5 key actions for executives to divert and re-deploy teams to changing priorities
Over the past few weeks we have worked with many executives facing many if not all of these challenges. These programs included call centre teams, huge delivery teams across organisations as well as other smaller business that had to make hard decisions on what work to pause and how to set up a whole new business line of telehealth in a matter of 48 hours to ensure business survival.
- Assess capacity – understand how much team capacity is needed to deliver all the new and existing work in the backlog to meet the deadlines and objectives for the business. Make work schedules and deadlines transparent and clear. Understand any impediments to capacity for the teams and mange and resolve these issues quickly.
- Identify capability and skills gaps – Once capacity constraints are understood, look at what skills are needed to fill these gaps , assess current team capability and look at re-training and re-skilling existing team members to be able to develop these skills. One of the main practices in agile teams is pairing to ensure rapid knowledge transfer and encourage learning by doing. Remote training and online learning would supplement this on the job up-skilling. If required, supplement the team with new people with those skills however be aware that any change in team composition may have a temporary change in performance. Support the team to re-form as a group and get back to performing as a cohesive team.

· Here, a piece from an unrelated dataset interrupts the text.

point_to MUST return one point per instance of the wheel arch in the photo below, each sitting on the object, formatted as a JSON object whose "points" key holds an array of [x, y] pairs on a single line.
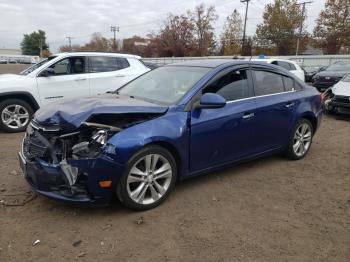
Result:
{"points": [[25, 96], [312, 118], [174, 152]]}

- Communicate the change – Ensure that there is clear and concise communication to all affected people in the teams/programs. Articulate the changes and make decisions viable regarding work/projects being paused, which new work is coming in and why, and the relative priority order of the work. Ensure allocation of work to teams is transparent and clearly communicated by leadership and that the communications is provided across multiple channels. It is import to also include information on where teams can go for help and support.
- Re-deploy or Divert team to new work – Once capacity and priority of projects/work has been established and communicated, work with teams to redeploy to new areas or divert to new work quickly. Ensure there is an induction and on boarding process to help guide the teams in a new area or a subject matter expert to brief them on the new products and or users they are supporting.

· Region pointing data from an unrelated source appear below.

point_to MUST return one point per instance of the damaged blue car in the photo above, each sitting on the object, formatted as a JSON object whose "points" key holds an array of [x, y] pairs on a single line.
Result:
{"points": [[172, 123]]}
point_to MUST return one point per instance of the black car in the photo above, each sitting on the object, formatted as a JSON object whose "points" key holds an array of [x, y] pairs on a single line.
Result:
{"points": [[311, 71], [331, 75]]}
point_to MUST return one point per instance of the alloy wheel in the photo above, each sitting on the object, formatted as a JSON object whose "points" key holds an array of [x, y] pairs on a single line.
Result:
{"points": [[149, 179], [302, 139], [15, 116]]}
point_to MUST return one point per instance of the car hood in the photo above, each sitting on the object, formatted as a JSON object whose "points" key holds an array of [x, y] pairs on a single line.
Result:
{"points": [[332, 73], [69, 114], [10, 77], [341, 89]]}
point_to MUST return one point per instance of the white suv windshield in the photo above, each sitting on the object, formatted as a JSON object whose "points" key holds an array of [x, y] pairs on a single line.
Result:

- On board new people – If this is a new initiative and more people are needed in addition to your current staff, then you may need to bring on people at a time when your existing on boarding process is no longer valid. Streamline processes to be conducive to remote ways of working and work out what they need to get started quickly.

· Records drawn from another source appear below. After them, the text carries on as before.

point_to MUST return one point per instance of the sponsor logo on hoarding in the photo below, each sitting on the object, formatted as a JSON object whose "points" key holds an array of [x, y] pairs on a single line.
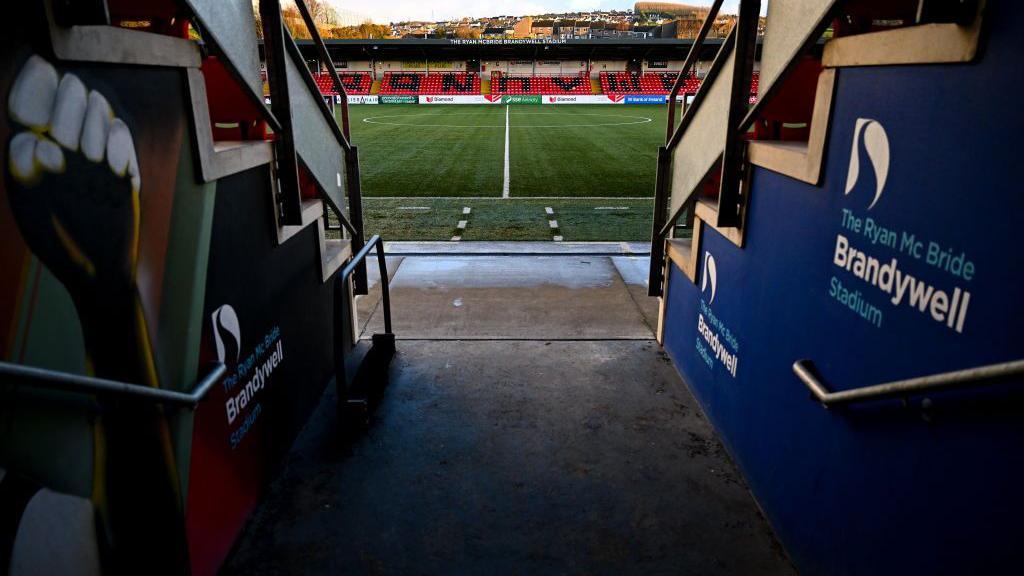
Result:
{"points": [[877, 146], [646, 98], [522, 99], [894, 279], [715, 343], [711, 277], [584, 98], [398, 99], [225, 323], [360, 99], [460, 99]]}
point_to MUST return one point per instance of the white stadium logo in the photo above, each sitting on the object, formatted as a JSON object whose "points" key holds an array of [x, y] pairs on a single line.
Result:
{"points": [[711, 277], [225, 320], [877, 145]]}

How do I quickly set up brand new team/s?
On-boarding new people and forming teams rapidly is challenging however the principles of setting up teams kicking off their first sprint remains the same. We are currently working with executives facing this scenario where they are needing to on-board 1500+ call centre staff to meet the demand of calls about changes as a result of COVID. We always go back to first principles and starting with the basics:
- Develop a team blueprint for team composition
- Understand what mix of skills and capabilities needed in the team
- Understand how many teams – Are they cross functional teams? Are they feature teams or component teams?
- Determine pattern for how will team membership be selected
- Empower people to be part of the team formation and promote self-organisation into teams through squadification.
- Understand who will be in key roles such as Scrum master and Product Owner?
- Work with the team to ensure they have a product backlog with enough refined work to get started
- Ensure new teams and their members have a support person to help them through on-boarding, induction and training.
Once we have an outline of what is needed, when and how, then the focus turns to just enough training to give an overview to get started and support them to learn on the job.
Kick off is critical. Ensure teams have a team charter (ways of working), infographics and checklists to help prompt them on scrum events and principles, as well as knowing where to go to for support and what training and coaching is available to them. Most teams can be up and running and sprinting within a few days, even remote ones.
Human factors of change
Its important to remember the human factors in change at such a dramatic scale as we are experiencing now. The decision to redeploy or divert teams to new work or stand down whole teams has real impacts on people, their working lives and mental health including:
- Reduction in team capacity to deliver as many existing team members may now have dual carer responsibilities and/or increased unplanned leave due to WFH
- Teams overburdened with new work on top of their existing committed delivery work and deadlines
- Change fatigue and team members working at an unsustainable pace
- Potential for team performance and productivity to decrease when team members are diverted or redeployed to other teams/areas
- Not enough people available to take on new work resulting from COVID 19 change in priorities
Agility and resilience are key and working with executives to ensure people are the focus and that they are supported through this change will ultimately help and organisation prevail and minimise disruption to delivery. momentum.